Separating pure mapping logic from SRT I/O:

class TimelineMapper:
    """Pure timeline mapping utilities"""

    def build_overlap_map(self, chunks: List[SpeakerChunk], timed_text: TimedText) -> List[TimelineMapping]:
        """Create mapping based on overlap algorithm"""

    def find_best_interval(self, target_start: int, target_end: int, 
                          intervals: List[Tuple[int, int]]) -> Optional[Tuple[int, int]]:
        """Find interval with maximum overlap"""

    def transform_timestamp(self, timestamp_ms: int, mapping: TimelineMapping) -> int:
        """Apply single timestamp transformation"""

7. Testing Strategy (Enhanced)¶

Incorporating ChatGPT o3's testing suggestions:

Unit tests for each module
Property-based testing with Hypothesis for mapping algorithms
Golden-file tests for end-to-end validation
Mock-based tests for audio operations

# Example property test structure
from hypothesis import given, strategies as st

@given(
    chunks=st.lists(chunk_strategy(), min_size=1),
    timed_text=timed_text_strategy()
)
def test_mapping_preserves_order(chunks, timed_text):
    """Property: mappings maintain chronological order"""

8. Migration Plan¶

Adopting ChatGPT o3's incremental approach:

Phase 1: Create models.py and config.py
Phase 2: Implement audio.py to isolate ffmpeg
Phase 3: Move core logic to speaker_processor.py
Phase 4: Implement mapping.py with pure functions
Phase 5: Create chunker.py facade
Phase 6: Add comprehensive tests
Phase 7: Write notebook examples

9. Enhanced Integration Example¶

# Notebook usage with step-by-step inspection
chunker = DiarizationChunker(ChunkerConfig(
    target_duration_ms=300000,
    audio_format="mp3"
))

# Step-by-step processing
segments = chunker.parse_diarization(diarization_data)
print(f"Found {len(segments)} segments")

chunks = chunker.build_chunks(segments)
print(f"Created {len(chunks)} chunks")

chunks_with_audio = chunker.extract_audio(chunks, audio_file)
mappings = chunker.build_mapping(chunks_with_audio, original_timed_text)

# Or use convenience method
result = chunker.process(audio_file, diarization_data, original_srt)
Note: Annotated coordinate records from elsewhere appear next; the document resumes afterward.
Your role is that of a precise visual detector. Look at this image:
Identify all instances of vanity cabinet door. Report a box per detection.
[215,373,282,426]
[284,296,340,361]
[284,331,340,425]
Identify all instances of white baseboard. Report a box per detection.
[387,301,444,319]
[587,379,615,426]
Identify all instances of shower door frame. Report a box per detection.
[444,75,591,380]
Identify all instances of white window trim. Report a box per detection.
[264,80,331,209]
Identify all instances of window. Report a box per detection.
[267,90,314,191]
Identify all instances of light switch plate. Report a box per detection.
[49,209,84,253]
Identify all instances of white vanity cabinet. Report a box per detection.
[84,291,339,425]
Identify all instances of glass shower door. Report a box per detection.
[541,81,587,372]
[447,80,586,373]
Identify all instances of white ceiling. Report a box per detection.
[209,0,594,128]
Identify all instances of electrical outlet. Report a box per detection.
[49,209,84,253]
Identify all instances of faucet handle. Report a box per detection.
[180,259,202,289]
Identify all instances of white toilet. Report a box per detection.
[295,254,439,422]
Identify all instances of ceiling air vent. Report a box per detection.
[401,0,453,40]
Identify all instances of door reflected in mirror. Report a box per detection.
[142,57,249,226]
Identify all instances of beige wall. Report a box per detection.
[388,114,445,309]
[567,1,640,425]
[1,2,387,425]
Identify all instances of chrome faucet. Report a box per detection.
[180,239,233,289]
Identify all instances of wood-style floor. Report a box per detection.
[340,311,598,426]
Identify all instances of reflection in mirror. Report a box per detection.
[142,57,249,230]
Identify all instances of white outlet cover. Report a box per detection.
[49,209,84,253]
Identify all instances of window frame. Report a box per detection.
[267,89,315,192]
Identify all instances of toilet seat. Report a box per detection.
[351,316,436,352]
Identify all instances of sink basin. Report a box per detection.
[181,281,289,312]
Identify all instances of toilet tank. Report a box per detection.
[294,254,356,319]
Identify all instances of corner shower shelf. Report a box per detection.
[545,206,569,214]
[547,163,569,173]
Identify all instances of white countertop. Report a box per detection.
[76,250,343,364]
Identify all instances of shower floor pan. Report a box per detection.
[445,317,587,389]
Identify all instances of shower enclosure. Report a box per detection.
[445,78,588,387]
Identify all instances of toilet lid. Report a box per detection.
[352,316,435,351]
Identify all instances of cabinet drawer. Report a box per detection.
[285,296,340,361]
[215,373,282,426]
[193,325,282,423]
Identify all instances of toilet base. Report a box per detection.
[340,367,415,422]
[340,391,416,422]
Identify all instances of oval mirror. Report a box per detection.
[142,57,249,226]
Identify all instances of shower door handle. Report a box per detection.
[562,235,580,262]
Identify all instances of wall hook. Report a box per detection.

10. Additional Considerations¶

Based on ChatGPT o3's open questions:

Multiple diarization sources: Create an abstract DiarizationParser protocol
Concurrency: Add optional ThreadPoolExecutor for audio operations
Error tolerance: Make chunk merging behavior configurable

from typing import Protocol

class DiarizationParser(Protocol):
    """Protocol for different diarization sources"""
    def parse(self, data: Any) -> List[DiarizationSegment]:
        ...

Benefits of Synthesized Design¶

This combined approach offers:

Better isolation: Audio operations cleanly separated
Environmental flexibility: BaseSettings enables easy configuration
Incremental processing: Step-by-step methods for notebook exploration
Robust testing: Multiple testing strategies for reliability
Future extensibility: Clear extension points for new features
Cache optimization: Optional caching for performance
Clean migration path: Incremental steps from PoC to production

This synthesized design takes the best ideas from both approaches, creating a more robust, flexible, and maintainable solution that's still suitable for the alpha development phase.